Meditando él se pregunta,
¿que tan veraces fueron sus palabras,
en algún momento fueron reales,
las sentía cada vez que las decía o
solo fingió y jugó con las ilusiones
que vacilante inventó?.
No tiene respuesta,
ni a nadie cerca a quien preguntar,
como otras tantas noches
alguna conclusión forzada obtendrá.
Ella, a la distancia, quizás aun se acuerda, de que hace no mucho
alguien anduvo rondando su caminar,
a grandes rasgos un beso siente que le eriza,
algún susurro que distrae su pensar;
quizás aun lo quiera, quizás no lo ha podido olvidar,
quizás fue solo un impulso el que la llevo a desear
compartir un rumbo desigual.
Él sigue con sus dudas,
sometiendo a un interrogatorio su amor y su corazón ,
uno que no tiene conclusión;
y cada noche cuando regresa a su hogar
retoma el ciclo de su escritura,
esa con la que se desahoga,
la que él ama cada vez que deja de digitar.

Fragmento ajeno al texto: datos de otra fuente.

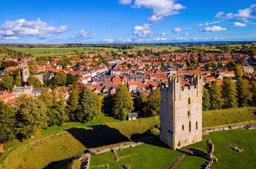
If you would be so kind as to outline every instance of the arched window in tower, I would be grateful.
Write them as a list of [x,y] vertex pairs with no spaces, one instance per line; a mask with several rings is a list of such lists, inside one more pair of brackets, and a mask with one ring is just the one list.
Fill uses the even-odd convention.
[[197,129],[197,121],[196,122],[196,129]]

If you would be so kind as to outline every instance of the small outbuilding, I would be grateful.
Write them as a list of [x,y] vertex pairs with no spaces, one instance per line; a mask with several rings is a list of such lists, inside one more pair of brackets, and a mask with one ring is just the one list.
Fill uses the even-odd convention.
[[138,113],[128,113],[128,120],[129,121],[136,120],[138,119]]

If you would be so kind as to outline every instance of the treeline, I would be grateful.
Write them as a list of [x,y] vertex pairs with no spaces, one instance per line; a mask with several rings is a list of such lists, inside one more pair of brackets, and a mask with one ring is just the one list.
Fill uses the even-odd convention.
[[256,106],[256,82],[242,78],[234,83],[230,78],[224,79],[222,87],[215,81],[210,88],[203,89],[203,110]]

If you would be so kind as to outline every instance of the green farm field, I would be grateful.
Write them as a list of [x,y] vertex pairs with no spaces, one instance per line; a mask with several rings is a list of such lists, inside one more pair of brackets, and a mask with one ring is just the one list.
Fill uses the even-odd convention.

Ella descansa y seguramente mirando por su ventana,
envía besos y caricias, susurra palabras,
deseando que aquel que en algún momento le acompaño,
las escuche en los murmullos de la noche
sienta su calor.
Terminada la faena, él recuerda que no hace mucho era feliz,
que sus angustias y luchas eran menos que las de hoy,
que el amor quizás llegó cuando el menos lo esperó,
que como una ligera gripe su ser invadió,
y como la misma su alma abandonó,
con la pequeña diferencia que ese virus
él desde tiempo atrás anheló.
Ella a ratos duda, percibe una dosis de..., de locura mezclada con razón,
a ratos desea cambiar lo que ha venido a ser la realidad,
a ratos desea poderlo amar,
a ratos deja de vivir en su mundo y quizás,
solo quizás, en ese instante, empieza a fantasear,
y es en esas ilusiones donde aquel sentimiento, que no le pudo entregar
se escabulle de su pecho,
lo entrega sin titubear.
Que difícil fue el amor,
mas cuando ella a él le dio un no,
no un no directo, mas que nada camuflado,
un no de esos que erizan, esos no que cuando se dejan ver
cuando sin maquillaje, sin ilusión,
no dejan nada a la imaginación,
esos no que matan,
que sin ser armas no dejan nada.
Él sigue aquí,
a ratos se cuestiona
a ratos la recuerda,
a ratos con los ojos abiertos, tratando de escribir,
siente como aquellos labios que besó,
regresan para darle el último aliento,
el adiós.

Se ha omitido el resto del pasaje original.